The city of Laramie is pushing back against a bill that would allow the University of Wyoming to control its own water supply. The city council passed a resolution this week strongly condemning that bill, even calling it unconstitutional.
If passed, the "University water system" bill would give UW the authority to drill its own wells and operate a water system independent of the city's.
Laramie City councilors expressed concern this week that if the university establishes its own water system, it would lead to a duplication of efforts, and a higher cost to taxpayers.
One of the main issues surrounds the watering of Jacoby Golf Course. Laramie officials say, if the city no longer watered the golf course, it would have to regularly flush its sewer system by opening fire hydrants.

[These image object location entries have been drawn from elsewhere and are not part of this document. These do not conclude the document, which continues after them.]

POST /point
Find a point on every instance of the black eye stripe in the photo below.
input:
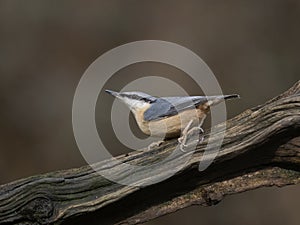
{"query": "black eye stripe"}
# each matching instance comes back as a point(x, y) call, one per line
point(136, 97)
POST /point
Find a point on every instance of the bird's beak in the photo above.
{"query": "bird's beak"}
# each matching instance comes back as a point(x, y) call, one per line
point(113, 93)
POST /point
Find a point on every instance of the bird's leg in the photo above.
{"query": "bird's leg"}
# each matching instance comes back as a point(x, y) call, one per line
point(155, 144)
point(187, 132)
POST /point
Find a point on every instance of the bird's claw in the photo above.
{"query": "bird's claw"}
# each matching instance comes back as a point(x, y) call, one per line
point(187, 132)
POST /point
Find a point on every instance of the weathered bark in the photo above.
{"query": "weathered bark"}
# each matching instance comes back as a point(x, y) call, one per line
point(261, 148)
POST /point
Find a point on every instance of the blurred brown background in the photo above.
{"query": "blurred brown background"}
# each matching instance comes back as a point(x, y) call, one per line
point(45, 47)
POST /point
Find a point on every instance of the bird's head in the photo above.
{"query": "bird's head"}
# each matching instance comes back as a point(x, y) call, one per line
point(134, 100)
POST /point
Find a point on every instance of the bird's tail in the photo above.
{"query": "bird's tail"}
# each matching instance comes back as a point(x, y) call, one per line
point(214, 100)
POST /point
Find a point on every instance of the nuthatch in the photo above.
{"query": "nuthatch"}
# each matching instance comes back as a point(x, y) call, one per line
point(154, 113)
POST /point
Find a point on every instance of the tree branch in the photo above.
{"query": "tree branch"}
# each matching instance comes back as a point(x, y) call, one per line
point(261, 148)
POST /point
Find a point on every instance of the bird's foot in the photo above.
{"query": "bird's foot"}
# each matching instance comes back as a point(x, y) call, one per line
point(188, 133)
point(155, 145)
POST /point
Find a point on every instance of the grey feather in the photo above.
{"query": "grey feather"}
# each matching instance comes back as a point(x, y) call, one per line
point(170, 106)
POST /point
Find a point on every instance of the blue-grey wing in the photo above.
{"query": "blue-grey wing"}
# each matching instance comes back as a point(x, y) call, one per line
point(170, 106)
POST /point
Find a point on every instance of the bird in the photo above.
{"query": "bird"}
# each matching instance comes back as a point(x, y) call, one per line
point(170, 117)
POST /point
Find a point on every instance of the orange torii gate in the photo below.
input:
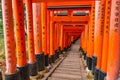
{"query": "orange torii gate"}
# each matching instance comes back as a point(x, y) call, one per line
point(47, 32)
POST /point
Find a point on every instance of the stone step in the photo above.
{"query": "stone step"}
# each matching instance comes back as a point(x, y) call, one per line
point(57, 78)
point(68, 72)
point(68, 76)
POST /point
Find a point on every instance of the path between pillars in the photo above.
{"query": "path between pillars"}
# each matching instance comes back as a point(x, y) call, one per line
point(71, 68)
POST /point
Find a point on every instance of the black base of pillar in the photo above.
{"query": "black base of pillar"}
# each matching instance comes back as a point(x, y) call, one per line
point(96, 74)
point(15, 76)
point(1, 75)
point(94, 63)
point(40, 58)
point(89, 60)
point(85, 58)
point(102, 75)
point(46, 60)
point(24, 72)
point(33, 69)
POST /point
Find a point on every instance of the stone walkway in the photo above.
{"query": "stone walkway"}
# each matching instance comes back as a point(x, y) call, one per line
point(71, 68)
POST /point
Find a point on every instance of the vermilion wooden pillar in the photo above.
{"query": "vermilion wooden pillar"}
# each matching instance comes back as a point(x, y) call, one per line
point(91, 37)
point(61, 37)
point(32, 60)
point(38, 37)
point(51, 38)
point(20, 39)
point(99, 28)
point(11, 70)
point(114, 42)
point(48, 32)
point(44, 30)
point(103, 70)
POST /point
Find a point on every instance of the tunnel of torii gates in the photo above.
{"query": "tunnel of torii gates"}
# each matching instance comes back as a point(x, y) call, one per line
point(50, 32)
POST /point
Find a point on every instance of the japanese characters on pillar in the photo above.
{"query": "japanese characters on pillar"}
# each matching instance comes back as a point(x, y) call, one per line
point(106, 37)
point(9, 37)
point(30, 38)
point(114, 42)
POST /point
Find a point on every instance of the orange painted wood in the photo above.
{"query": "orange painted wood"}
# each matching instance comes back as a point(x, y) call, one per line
point(51, 34)
point(48, 32)
point(37, 29)
point(9, 36)
point(114, 42)
point(106, 36)
point(29, 15)
point(91, 32)
point(20, 32)
point(44, 26)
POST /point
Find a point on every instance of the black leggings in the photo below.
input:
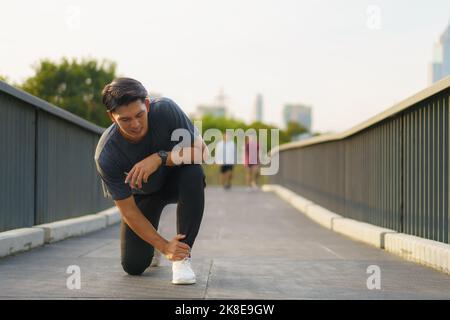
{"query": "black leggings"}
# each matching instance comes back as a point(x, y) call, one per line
point(185, 186)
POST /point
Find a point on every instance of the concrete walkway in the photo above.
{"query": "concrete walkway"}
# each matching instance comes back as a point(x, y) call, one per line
point(252, 245)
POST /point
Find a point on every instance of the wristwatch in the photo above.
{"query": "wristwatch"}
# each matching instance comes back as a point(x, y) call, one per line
point(163, 155)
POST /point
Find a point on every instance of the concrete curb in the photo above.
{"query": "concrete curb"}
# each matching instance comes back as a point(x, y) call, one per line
point(60, 230)
point(23, 239)
point(361, 231)
point(322, 216)
point(423, 251)
point(431, 253)
point(112, 216)
point(19, 240)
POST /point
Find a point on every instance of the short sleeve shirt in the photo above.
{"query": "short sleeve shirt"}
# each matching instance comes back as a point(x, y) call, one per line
point(115, 156)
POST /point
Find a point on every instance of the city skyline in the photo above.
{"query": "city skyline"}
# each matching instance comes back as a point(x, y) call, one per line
point(352, 58)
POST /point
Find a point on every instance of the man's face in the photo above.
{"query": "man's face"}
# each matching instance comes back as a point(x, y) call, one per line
point(132, 119)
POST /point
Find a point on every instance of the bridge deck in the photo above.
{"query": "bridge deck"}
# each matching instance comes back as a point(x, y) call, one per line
point(251, 245)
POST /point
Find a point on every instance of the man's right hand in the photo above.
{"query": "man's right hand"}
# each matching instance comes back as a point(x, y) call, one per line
point(175, 250)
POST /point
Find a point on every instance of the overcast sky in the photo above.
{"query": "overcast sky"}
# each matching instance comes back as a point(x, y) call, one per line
point(348, 59)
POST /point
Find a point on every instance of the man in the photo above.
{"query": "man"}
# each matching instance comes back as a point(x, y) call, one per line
point(226, 157)
point(142, 173)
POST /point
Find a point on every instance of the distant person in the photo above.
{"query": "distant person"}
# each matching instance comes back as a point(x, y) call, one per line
point(135, 160)
point(251, 161)
point(226, 157)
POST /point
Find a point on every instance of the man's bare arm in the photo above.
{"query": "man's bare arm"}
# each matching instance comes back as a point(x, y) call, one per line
point(133, 217)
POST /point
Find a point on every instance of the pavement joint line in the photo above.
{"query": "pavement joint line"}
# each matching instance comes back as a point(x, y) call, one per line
point(422, 251)
point(207, 279)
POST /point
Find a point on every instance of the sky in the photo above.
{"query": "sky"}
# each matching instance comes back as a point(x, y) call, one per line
point(349, 60)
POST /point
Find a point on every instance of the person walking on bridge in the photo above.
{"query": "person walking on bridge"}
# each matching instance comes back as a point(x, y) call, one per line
point(139, 163)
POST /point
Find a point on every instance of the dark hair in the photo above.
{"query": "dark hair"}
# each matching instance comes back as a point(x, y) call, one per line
point(121, 92)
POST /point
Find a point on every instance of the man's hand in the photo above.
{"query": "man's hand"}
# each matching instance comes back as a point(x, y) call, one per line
point(175, 250)
point(142, 170)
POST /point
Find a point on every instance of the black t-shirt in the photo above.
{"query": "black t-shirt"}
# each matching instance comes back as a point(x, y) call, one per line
point(115, 155)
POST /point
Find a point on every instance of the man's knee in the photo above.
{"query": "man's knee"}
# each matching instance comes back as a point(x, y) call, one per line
point(135, 268)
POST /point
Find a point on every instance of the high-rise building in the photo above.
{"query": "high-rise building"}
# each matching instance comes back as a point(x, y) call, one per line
point(259, 108)
point(298, 113)
point(440, 66)
point(211, 110)
point(215, 109)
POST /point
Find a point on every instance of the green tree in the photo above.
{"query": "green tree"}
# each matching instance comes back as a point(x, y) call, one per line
point(73, 85)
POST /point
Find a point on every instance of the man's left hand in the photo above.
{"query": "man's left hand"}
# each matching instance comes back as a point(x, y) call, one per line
point(142, 170)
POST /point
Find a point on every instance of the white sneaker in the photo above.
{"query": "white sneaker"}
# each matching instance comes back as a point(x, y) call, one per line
point(182, 272)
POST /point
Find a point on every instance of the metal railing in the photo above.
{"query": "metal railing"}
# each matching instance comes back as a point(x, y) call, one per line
point(391, 171)
point(47, 169)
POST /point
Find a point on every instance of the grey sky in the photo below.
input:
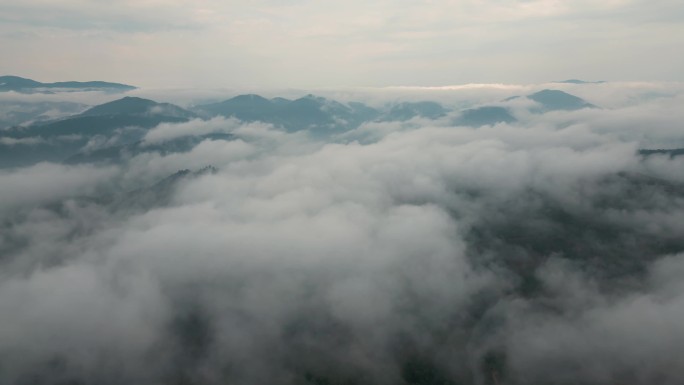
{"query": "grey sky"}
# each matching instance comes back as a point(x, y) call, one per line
point(301, 43)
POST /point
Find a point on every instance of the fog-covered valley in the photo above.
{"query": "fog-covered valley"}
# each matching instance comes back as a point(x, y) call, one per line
point(480, 234)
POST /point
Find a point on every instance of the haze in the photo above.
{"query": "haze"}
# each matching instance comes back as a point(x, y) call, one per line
point(310, 44)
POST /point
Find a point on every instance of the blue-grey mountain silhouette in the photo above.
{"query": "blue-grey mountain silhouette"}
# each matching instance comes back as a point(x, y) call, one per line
point(19, 84)
point(487, 115)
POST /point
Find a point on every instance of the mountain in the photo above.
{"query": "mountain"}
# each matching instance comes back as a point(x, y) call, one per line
point(119, 153)
point(409, 110)
point(672, 153)
point(318, 114)
point(488, 115)
point(138, 106)
point(552, 100)
point(23, 85)
point(577, 81)
point(117, 123)
point(18, 112)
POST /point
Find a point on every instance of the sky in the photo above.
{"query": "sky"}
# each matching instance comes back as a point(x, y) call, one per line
point(309, 44)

Laramie Mayor Paul Weaver said local taxpayers will be paying twice - once for the city system, and once for the university system.
"It's not because I'm hot to trot to have a big agency fight with the University of Wyoming. That's dumb. I want to do as little of that as possible," he said. "It's that I don't think it's fair for our constituents, Laramie ratepayers, to have to deal with that double dip."
Councilor Erin O'Doherty said the bill could affect other communities throughout Wyoming, wherever UW owns land.
"I do think it was aimed toward Laramie," she said. "But it also affects people around the state, in Goshen County, Natrona County, Park County, Laramie County, Sheridan County, Teton County - because the university owns property in all those places. So could the university be setting up parallel water systems in all of these counties? It's not an efficient way to run water works. It's more efficient to consolidate.
Councilors are also worried that if the university draws too much water into their system, the city may have to redig and deepen their own wells to ensure water access for residents.
The bill is being debated in the Wyoming House of Representatives.